Example: "If we simplify the onboarding checklist, then new trial users will complete setup within 24 hours, because fewer steps reduce drop-off."
I've reviewed experiment briefs where the hypothesis was essentially a feature description — something like "we will add a progress bar" — with no audience, no expected behavior, and no outcome stated. Every one of those tests was hard to analyse afterward because the team had different expectations going in.
2. Name the audience precisely
Hypotheses fail when the audience is too broad. Instead of "users," specify the segment that matters: new trials, returning subscribers, mobile visitors, or a specific cohort.
Attach a segment definition you can track in analytics so the analysis matches the hypothesis.
3. Define the behavior change
State the behavior in observable terms: click, complete, submit, return. Avoid vague verbs like "engage" or "interact." If you cannot tie the behavior to an event, the hypothesis is not ready.
4. Connect to the primary metric
Every hypothesis needs a primary metric that will decide success. That metric should align with the behavior. If the hypothesis is about onboarding completion, the primary metric should not be revenue.

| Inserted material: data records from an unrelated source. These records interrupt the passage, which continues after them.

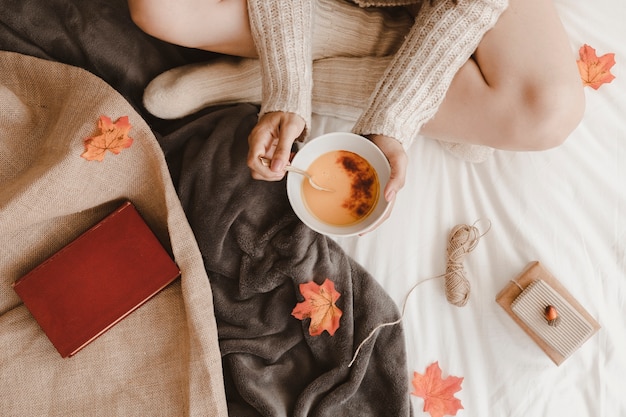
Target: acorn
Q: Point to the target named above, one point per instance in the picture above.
(552, 315)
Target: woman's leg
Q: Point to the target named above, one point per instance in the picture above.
(521, 90)
(213, 25)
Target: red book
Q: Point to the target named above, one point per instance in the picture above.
(96, 280)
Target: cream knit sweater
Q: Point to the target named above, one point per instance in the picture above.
(410, 91)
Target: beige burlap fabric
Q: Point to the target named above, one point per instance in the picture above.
(163, 359)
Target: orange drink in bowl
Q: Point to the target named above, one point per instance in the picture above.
(357, 172)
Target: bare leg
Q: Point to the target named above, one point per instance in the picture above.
(213, 25)
(521, 90)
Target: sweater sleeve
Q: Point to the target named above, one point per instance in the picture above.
(415, 83)
(282, 34)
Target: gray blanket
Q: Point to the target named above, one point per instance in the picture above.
(256, 252)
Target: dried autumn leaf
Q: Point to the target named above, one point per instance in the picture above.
(595, 71)
(319, 306)
(113, 137)
(438, 393)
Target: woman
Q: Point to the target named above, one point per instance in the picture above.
(498, 73)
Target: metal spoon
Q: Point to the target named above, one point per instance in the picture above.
(266, 162)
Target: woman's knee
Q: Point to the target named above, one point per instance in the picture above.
(544, 116)
(152, 17)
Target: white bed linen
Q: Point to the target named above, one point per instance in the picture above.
(565, 207)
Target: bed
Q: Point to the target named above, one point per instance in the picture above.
(192, 351)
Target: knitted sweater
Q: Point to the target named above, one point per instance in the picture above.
(442, 39)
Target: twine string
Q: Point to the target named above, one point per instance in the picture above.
(461, 241)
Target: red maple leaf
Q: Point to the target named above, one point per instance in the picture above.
(438, 393)
(595, 71)
(319, 306)
(113, 137)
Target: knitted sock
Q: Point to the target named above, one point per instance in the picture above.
(342, 86)
(338, 31)
(185, 90)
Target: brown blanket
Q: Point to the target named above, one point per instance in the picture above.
(163, 359)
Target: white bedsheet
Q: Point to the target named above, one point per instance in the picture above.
(565, 207)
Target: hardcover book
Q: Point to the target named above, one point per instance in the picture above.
(96, 280)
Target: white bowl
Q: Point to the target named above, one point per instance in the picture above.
(329, 142)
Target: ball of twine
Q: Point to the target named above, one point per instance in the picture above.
(461, 241)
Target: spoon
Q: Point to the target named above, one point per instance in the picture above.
(266, 162)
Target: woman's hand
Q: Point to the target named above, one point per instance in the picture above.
(272, 138)
(398, 161)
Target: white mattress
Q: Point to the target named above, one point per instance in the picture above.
(565, 207)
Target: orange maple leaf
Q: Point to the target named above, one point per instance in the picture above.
(319, 306)
(438, 393)
(113, 137)
(595, 71)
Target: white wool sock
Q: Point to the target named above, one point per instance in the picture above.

Choose one primary metric and list secondary metrics as guardrails.
5. Add the reasoning
Great hypotheses include a reason based on evidence. That evidence could be user research, support tickets, or past experiment learnings. Write one sentence explaining why you expect the change to work. In my experience, this reasoning line is the part teams skip most often — and it is the most important. Without it there is no shared expectation to test against, and you end up debating the result instead of learning from it.
Turn hypotheses into a habit
Make hypothesis writing a standard step in every experiment brief. Over time, the quality of your tests improves because the team has practiced being specific. That said, this habit is harder to build if you are running your first few experiments and have no historical results to draw on. In that case, user research findings or recurring support ticket themes are a reasonable evidence substitute — just note the source so everyone knows the confidence level going in.

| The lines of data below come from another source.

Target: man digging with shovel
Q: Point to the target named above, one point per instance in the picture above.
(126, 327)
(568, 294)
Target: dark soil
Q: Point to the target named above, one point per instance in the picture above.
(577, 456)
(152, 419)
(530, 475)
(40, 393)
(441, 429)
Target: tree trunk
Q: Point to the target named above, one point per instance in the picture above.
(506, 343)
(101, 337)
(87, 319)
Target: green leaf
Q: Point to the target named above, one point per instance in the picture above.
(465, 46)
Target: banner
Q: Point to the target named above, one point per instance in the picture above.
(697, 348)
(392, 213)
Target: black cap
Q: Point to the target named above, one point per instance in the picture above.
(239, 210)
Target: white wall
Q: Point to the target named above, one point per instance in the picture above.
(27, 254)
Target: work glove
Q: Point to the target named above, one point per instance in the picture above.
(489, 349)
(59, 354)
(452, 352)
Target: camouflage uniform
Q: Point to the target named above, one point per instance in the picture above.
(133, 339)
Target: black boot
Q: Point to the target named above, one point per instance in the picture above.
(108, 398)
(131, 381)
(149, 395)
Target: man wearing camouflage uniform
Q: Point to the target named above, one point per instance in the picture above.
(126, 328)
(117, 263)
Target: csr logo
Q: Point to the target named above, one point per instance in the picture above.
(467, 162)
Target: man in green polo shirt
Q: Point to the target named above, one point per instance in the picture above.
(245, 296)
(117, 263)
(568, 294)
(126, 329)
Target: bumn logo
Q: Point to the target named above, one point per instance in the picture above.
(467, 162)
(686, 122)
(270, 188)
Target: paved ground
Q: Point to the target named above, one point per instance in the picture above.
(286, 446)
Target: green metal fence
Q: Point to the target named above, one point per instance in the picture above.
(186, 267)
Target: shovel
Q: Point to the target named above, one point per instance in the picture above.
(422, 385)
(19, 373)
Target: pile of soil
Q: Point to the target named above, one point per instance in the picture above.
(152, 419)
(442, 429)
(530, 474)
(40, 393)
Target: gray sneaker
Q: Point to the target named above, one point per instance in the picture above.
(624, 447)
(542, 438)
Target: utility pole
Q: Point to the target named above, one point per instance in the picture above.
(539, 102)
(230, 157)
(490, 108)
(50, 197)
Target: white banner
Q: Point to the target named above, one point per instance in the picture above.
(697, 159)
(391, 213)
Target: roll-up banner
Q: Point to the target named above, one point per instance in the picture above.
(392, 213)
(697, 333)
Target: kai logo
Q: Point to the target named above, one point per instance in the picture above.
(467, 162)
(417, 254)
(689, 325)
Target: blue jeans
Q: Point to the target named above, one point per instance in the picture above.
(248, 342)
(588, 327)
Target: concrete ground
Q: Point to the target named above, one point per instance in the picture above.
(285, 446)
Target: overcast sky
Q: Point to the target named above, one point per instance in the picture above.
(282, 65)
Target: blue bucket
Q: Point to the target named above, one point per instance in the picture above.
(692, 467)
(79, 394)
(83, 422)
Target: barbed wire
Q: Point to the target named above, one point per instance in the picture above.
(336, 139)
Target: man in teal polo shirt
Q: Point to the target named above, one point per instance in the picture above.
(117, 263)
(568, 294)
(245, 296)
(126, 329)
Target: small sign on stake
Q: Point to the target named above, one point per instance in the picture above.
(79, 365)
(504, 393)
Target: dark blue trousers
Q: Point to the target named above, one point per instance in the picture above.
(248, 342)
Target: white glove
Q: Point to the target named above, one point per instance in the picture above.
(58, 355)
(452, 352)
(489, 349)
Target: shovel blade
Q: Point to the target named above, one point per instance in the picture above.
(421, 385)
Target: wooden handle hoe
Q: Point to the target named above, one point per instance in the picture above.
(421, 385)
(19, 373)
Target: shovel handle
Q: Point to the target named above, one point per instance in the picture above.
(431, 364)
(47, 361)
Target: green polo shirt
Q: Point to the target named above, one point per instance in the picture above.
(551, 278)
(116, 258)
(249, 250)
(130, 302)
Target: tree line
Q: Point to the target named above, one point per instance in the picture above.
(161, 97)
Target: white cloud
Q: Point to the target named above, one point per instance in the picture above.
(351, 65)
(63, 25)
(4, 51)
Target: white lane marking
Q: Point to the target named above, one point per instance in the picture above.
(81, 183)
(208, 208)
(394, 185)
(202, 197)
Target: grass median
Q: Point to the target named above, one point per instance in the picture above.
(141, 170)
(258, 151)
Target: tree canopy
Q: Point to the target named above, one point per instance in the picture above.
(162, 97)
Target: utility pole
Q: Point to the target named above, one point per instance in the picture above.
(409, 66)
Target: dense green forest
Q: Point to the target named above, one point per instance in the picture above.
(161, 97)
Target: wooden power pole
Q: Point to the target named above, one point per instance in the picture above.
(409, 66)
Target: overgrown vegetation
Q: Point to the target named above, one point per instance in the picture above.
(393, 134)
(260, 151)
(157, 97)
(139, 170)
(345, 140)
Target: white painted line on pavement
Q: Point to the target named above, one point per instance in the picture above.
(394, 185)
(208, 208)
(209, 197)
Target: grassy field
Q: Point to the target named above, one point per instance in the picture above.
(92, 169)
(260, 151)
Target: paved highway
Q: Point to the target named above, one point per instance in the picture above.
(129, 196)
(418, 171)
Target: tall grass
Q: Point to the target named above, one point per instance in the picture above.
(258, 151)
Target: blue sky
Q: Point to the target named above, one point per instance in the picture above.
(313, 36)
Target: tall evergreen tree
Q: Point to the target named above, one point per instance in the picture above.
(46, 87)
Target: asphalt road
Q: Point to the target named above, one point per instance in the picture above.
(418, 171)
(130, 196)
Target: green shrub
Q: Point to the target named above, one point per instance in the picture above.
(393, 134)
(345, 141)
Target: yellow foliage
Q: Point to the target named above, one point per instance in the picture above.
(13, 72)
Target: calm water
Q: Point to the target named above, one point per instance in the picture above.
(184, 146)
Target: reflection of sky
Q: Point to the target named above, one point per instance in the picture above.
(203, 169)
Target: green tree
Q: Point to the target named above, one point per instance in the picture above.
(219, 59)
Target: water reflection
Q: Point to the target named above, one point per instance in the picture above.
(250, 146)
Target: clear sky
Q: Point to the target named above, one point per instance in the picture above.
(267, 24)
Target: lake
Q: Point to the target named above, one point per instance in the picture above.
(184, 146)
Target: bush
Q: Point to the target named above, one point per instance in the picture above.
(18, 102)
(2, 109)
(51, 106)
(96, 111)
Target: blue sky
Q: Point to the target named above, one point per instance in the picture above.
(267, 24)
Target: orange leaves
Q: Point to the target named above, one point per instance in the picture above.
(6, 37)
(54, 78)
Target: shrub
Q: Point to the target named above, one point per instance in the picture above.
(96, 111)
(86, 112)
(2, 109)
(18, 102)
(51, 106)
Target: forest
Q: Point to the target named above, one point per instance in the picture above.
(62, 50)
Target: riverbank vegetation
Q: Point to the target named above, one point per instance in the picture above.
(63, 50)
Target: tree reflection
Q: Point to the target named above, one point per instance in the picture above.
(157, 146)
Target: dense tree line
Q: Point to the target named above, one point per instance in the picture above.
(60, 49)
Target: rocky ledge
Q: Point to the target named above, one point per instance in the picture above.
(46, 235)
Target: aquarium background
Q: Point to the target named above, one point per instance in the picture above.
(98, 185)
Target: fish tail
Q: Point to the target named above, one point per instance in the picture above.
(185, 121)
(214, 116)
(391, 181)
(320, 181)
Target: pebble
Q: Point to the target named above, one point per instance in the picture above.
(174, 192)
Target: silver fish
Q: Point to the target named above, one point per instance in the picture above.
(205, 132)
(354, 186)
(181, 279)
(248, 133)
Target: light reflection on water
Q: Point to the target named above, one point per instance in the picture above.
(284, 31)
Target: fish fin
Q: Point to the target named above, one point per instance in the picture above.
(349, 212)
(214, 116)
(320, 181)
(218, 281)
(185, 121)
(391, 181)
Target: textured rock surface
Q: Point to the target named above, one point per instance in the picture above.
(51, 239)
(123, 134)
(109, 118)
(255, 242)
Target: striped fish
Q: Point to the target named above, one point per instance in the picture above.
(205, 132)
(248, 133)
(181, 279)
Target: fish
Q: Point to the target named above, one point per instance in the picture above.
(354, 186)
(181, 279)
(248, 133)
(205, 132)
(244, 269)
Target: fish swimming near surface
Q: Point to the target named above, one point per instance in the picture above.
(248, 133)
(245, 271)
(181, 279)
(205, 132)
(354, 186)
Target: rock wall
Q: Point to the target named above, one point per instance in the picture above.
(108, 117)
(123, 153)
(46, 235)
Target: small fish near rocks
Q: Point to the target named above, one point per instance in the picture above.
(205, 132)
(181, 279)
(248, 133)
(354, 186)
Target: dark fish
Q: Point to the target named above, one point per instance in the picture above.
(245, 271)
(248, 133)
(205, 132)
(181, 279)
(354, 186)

Who should write hypotheses
Strong hypotheses rarely come from one person working alone. The clearest test ideas I have seen came from a customer success manager who noticed a recurring question pattern — not from the experimentation squad itself.
- Product managers contribute strategic context and link hypotheses directly to roadmap bets, ensuring every test supports a stated product goal.
- Design and UX translate usability research and session recordings into specific behavior changes, giving hypotheses a grounded evidence base.
- Customer success and support surface recurring user pain points that rarely appear in analytics data alone — these often become the most impactful test ideas.
- Marketing and growth add campaign-level insights about acquisition segments, helping scope the audience definition precisely.
- Engineering flags technical constraints early so hypotheses name only behaviors the team can actually instrument and ship.
Running a short hypothesis review with two or three of these stakeholders before locking in an experiment brief typically surfaces a gap in the audience definition or evidence line that would have made post-experiment analysis harder.